The former health secretary and London mayoral candidate said he wanted to ensure the basic principles of the NHS were not undermined by the plans.

And he said the suggestion that the government would "take on" on the public services was not the right approach.

John Monks, general secretary of the TUC
Monks: Loose Labour talk has caused trouble
"I come back to the point that in the end, the health service will depend on the enthusiasm, professionalism and commitment of the people working in it.

"If we're going to improve it, we've got to be able to command their support for what's being done.

"They can't be dragooned into it, it simply wouldn't work."

Union worries

The trade unions especially have been worried about the direction Labour may be taking public services.

TUC general secretary John Monks told GMTV on Sunday: "We are in the totally unnecessary position almost as though somebody has been trying to pick a fight with us - the public sector unions and employees."

Mr Monks said the unions were "very enthusiastic" that the government had made improving public services its top priority.

"We don't want to blow it all with all this talk of confrontation.
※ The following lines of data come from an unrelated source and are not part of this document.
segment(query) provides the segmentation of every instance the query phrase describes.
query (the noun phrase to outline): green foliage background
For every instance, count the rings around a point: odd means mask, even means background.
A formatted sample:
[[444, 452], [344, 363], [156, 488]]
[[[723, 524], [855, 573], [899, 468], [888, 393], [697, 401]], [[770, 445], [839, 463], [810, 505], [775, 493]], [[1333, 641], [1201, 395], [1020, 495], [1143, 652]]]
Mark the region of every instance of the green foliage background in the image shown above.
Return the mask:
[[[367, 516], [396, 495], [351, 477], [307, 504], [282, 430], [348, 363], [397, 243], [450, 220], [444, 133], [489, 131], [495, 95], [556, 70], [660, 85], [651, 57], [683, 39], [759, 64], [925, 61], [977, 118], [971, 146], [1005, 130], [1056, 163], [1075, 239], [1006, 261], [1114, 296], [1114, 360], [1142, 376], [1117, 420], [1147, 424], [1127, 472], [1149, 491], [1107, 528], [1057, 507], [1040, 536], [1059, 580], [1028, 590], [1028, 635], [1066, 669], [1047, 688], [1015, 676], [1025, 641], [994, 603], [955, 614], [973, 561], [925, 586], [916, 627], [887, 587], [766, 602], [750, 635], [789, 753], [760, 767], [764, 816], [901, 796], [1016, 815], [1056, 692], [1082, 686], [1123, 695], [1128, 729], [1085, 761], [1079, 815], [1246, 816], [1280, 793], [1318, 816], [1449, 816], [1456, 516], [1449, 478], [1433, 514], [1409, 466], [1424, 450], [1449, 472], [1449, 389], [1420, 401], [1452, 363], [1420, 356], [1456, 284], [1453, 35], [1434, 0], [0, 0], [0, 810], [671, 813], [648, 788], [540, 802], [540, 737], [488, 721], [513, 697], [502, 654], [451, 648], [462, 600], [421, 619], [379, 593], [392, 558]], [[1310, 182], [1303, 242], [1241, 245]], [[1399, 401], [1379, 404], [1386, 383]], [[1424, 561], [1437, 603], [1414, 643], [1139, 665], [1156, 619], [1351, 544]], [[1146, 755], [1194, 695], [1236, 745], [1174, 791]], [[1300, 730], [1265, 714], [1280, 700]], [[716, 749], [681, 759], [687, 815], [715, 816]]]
It is causing maximum apprehension and concern and minimum clarity."

Mr Monks blamed loose talk from people "close to the heart of Labour" in the heat of the election campaign.

He recognised the private sector had an "important role to play but at the heart of the public services is a sense of serving the public and not working for profit".

Not up for sale

Health Secretary Alan Milburn sought to calm the fears in a newspaper interview.

NHS principles were "not up for sale", he told the Independent on Sunday, and healthcare would be based on clinical need not the ability to pay.

He set out four areas where the private sector would be allowed into the NHS:

  • Operations - including those for cataracts and gall bladders - in private hospitals on NHS patients and financed by the NHS.

  • Management for new, high volume specialist NHS surgery centres.

  • Private finance extended to improving GPs surgeries and in mental health, social services and radiology equipment.

  • Information technology and buildings' management.

    Mr Milburn said the plans were not an "open ended commitment" and there would be boundaries to the public-private relationship.